Auntie Fern assured me that my life would not only have harmony, but regularity.  And harmony and regularity constitute equilibrium.

Well, I was convinced.  I became a believer.  It all sounded so simple, and never at any time of my life do I need harmony and regularity more than I do now.  I became a juice-totin’, hand-clapping, hallelujah-singing convert of “The Potion.”

I sipped from the grail. 

At first, nothing happened.  I began to suspect that I’d been a casualty of gullibility and a delusional aunt.

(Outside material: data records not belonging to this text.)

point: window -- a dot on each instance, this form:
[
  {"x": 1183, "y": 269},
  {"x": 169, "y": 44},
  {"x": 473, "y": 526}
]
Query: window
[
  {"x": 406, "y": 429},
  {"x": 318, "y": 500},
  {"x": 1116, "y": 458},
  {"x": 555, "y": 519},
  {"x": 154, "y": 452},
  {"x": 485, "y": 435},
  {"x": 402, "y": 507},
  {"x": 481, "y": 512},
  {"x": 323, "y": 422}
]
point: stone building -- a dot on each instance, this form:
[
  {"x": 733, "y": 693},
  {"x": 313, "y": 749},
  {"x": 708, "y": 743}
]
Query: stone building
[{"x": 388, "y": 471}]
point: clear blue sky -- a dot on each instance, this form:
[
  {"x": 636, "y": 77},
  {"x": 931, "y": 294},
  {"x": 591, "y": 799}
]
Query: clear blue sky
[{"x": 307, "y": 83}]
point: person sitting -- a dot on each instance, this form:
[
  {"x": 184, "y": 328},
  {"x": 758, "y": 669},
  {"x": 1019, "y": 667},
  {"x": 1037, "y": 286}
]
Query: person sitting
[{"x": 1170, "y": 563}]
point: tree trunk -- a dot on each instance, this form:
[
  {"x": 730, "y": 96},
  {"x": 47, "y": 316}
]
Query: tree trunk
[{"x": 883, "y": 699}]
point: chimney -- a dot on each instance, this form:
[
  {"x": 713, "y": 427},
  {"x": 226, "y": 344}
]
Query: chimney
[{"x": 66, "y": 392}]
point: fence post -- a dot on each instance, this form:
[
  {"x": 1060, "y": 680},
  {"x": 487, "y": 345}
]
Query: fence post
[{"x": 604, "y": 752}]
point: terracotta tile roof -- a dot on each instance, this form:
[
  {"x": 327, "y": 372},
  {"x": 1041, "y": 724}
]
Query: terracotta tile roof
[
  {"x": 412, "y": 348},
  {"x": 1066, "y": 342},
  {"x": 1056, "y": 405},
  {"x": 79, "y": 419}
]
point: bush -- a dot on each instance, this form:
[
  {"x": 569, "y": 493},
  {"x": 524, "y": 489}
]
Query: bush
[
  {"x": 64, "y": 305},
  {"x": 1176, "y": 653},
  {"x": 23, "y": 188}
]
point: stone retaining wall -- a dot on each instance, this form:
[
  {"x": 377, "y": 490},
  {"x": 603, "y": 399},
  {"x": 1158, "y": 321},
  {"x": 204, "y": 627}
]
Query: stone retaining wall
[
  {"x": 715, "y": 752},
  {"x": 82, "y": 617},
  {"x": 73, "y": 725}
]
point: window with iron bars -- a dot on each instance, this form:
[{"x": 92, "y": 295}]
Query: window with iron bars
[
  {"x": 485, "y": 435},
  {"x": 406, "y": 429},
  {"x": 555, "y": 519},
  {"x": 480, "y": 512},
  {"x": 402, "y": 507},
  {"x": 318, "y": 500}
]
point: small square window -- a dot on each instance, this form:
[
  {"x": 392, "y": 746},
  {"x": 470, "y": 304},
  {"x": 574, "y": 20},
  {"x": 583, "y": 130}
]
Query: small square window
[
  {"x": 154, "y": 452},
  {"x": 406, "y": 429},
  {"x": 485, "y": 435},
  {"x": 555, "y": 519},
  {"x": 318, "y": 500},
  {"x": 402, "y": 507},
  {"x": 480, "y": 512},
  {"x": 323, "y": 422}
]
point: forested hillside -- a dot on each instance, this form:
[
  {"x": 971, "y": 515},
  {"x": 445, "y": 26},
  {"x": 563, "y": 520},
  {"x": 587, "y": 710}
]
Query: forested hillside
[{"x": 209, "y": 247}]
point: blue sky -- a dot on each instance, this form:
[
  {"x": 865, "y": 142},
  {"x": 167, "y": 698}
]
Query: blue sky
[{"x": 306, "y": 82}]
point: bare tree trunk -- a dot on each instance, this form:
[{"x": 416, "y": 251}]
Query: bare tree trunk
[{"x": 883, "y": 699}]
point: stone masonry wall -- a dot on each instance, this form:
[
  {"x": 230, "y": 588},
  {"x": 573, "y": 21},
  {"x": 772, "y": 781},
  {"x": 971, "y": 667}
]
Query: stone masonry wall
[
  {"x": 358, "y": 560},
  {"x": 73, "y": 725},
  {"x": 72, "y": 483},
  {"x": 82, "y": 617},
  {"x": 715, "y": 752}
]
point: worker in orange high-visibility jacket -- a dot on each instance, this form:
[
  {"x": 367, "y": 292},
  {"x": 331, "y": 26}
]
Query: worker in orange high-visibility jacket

But then – Harmony hit Regularity with a vengeance.  I couldn’t leave the house for three days.  Auntie Fern was right.  I have never been healthier.  Being quarantined, I wasn’t exposed to a germ – or another human being – for nearly a week.  Ergo, I never contracted a cold, West Nile virus, or the plague.

“The Cure,” however, can be isolating and solitary, and I am a reluctant recluse.  So I now sing the praises of the prune with diminished vigor.

That’s powerful stuff.  You can’t control it.  You can only adjust.

So I think from now on I will seek equilibrium from alternative sources than from juice that could blister paint.

Recently, I saw a card with a wise man sitting atop a mountain.  He says, “Life is simple.  We are born.  We have birthdays.  We shrink.” 

Shrink, heck.  I shrivel.  I am beginning to resemble a prune.

But I’ve also heard it said that the wrinklier the prune, the sweeter the fruit.  I will own that.

 I will search for equilibrium in other places.  I am tired.  I will sit in the autumn sun, let my mind wander, and listen to my thoughts, should any materialize.  I will procrastinate.  I will pursue coherency and see if I can establish a new pattern.  And claim my own space.

I will contemplate the efficacy of a diet of chicken and prune juice.  And I will trust that autumn will bring renewed balance, solace and equilibrium in all things familiar.